Health and safety always remained a priority for Sesa Goa. The Company continues to take a proactive role in providing the employees a safe working environment through responsibility, training, monitoring and implementing the best safety practices across all locations. In 2010-11, our Lost Time Injury Frequency Rate (LTIFR) reduced from 1.13 in 2009-10 to 0.86 per million hours worked in 2010-11.
I am also happy to report that the Met Coke Division (MCD) achieved zero lost time accidents for the last two consecutive years. 2010-11 also saw the Pig Iron Division (PID) achieve zero lost time accidents. Nevertheless, I must inform with deep regret of a fatality, which occurred at a jetty in Goa where a barge sailor lost his life in an accident. We have thoroughly investigated the causes, and put in the necessary safety measures.
The community development work through the Sesa Community Development Foundation, Mineral Foundation of Goa and specific need based initiatives continues to focus on social projects in line with our over-all sustainability objectives. More details on health, safety, environment and corporate social responsibility are given in the chapter on Management Discussion and Analysis.
In 2010-11, Rs 2,571 crore was paid by your company in the form of various taxes, duties, levies, royalties, etc to Government of India and other Government agencies.
On the cost front, we expect royalty rates, railway & road freight and export duties to exert some pressure, while volumes could be challenged by uncertainties in policy decisions and hurdles in logistics.

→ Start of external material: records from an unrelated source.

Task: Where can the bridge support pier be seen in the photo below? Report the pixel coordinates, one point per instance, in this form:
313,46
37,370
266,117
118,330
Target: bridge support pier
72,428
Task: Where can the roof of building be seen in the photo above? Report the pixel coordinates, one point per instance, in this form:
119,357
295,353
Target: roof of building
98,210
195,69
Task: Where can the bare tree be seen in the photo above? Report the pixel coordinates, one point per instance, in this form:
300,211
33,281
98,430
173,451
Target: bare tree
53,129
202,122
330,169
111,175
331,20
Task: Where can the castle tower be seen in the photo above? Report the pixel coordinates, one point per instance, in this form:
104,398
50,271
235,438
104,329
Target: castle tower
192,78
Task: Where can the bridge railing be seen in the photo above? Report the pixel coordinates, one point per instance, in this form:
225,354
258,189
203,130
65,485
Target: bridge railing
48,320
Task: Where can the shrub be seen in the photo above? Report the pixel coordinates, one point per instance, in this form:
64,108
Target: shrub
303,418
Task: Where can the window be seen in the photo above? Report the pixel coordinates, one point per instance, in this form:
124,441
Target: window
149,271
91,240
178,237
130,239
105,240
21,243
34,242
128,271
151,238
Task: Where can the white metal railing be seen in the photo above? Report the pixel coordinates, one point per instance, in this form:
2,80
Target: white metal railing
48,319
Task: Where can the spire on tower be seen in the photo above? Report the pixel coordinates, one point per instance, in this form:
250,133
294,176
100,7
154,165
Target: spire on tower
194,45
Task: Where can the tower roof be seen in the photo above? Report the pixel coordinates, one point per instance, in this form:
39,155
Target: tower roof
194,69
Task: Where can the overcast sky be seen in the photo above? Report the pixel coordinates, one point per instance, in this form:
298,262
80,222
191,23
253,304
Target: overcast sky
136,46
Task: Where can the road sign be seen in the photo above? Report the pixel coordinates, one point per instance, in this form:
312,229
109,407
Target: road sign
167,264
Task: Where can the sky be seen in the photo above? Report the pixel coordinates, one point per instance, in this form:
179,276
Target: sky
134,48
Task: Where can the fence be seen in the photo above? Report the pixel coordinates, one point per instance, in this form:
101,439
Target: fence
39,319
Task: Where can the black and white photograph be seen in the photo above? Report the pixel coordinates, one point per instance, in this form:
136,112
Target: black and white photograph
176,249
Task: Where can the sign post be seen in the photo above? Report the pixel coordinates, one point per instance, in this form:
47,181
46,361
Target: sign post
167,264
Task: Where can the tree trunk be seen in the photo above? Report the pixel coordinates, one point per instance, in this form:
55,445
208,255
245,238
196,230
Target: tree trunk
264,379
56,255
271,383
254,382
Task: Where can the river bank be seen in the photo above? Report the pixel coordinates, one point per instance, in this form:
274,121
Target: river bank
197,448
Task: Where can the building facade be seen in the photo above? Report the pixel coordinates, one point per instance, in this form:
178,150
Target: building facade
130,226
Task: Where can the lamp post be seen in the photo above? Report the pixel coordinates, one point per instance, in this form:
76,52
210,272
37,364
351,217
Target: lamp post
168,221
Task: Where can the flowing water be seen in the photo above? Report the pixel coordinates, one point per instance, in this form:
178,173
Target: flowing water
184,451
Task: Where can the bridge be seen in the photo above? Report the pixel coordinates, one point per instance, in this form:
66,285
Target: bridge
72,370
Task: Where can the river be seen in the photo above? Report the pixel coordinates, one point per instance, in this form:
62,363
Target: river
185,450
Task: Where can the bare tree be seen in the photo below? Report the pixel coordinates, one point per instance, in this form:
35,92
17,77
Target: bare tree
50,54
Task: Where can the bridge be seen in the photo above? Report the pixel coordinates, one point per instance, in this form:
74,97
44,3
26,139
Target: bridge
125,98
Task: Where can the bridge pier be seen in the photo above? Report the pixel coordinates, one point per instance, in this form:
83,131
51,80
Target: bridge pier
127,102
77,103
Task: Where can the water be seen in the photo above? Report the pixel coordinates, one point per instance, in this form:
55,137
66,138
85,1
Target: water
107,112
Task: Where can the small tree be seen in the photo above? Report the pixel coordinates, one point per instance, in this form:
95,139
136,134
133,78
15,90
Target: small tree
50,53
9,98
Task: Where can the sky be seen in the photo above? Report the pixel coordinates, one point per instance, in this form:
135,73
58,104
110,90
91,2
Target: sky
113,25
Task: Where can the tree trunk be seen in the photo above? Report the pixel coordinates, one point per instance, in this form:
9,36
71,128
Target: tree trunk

We remain cautiously optimistic of overcoming such obstacles.
You would recall that in 2009- 10, Sesa Goa was subjected to investigation by the Serious Fraud Investigation Office, Ministry of Corporate Affairs, New Delhi. The investigation is still in progess. Further update on this issue will be provided in due course.
I would like to take this opportunity to thank all our employees, employee unions, my colleagues at the executive team of Sesa, the Group Management and the Board of Directors for their unwavering support in helping us enhance our position as the India's leading iron ore company.
Thanks are also due to government departments & authorities, village panchayats, our solicitor & counsels, consultants, suppliers, contractors, various, port authorities and all other business associates.
We recently announced that our Chairman, Mr SD Kulkarni, has stepped down from the Board after serving the Company for 10 years. On behalf of the Board of Directors, I would like to take this opportunity to thank, Mr Kulkarni for his substantial contributions, and for guiding Sesa Goa to its pioneering position.
The Company has recently appointed Mr Jagdish P Singh and Mr Ashok Kini as Directors, subject to the approval of shareholders in the Company's ensuing annual general meeting. I welcome them on board and look forward to their support and guidance in taking Sesa Goa to new levels of success.
My thanks to our shareholders for reposing faith in our business. Let me say to them, We have the ability. We have the desire. And we have the belief that we can and will deliver our targets.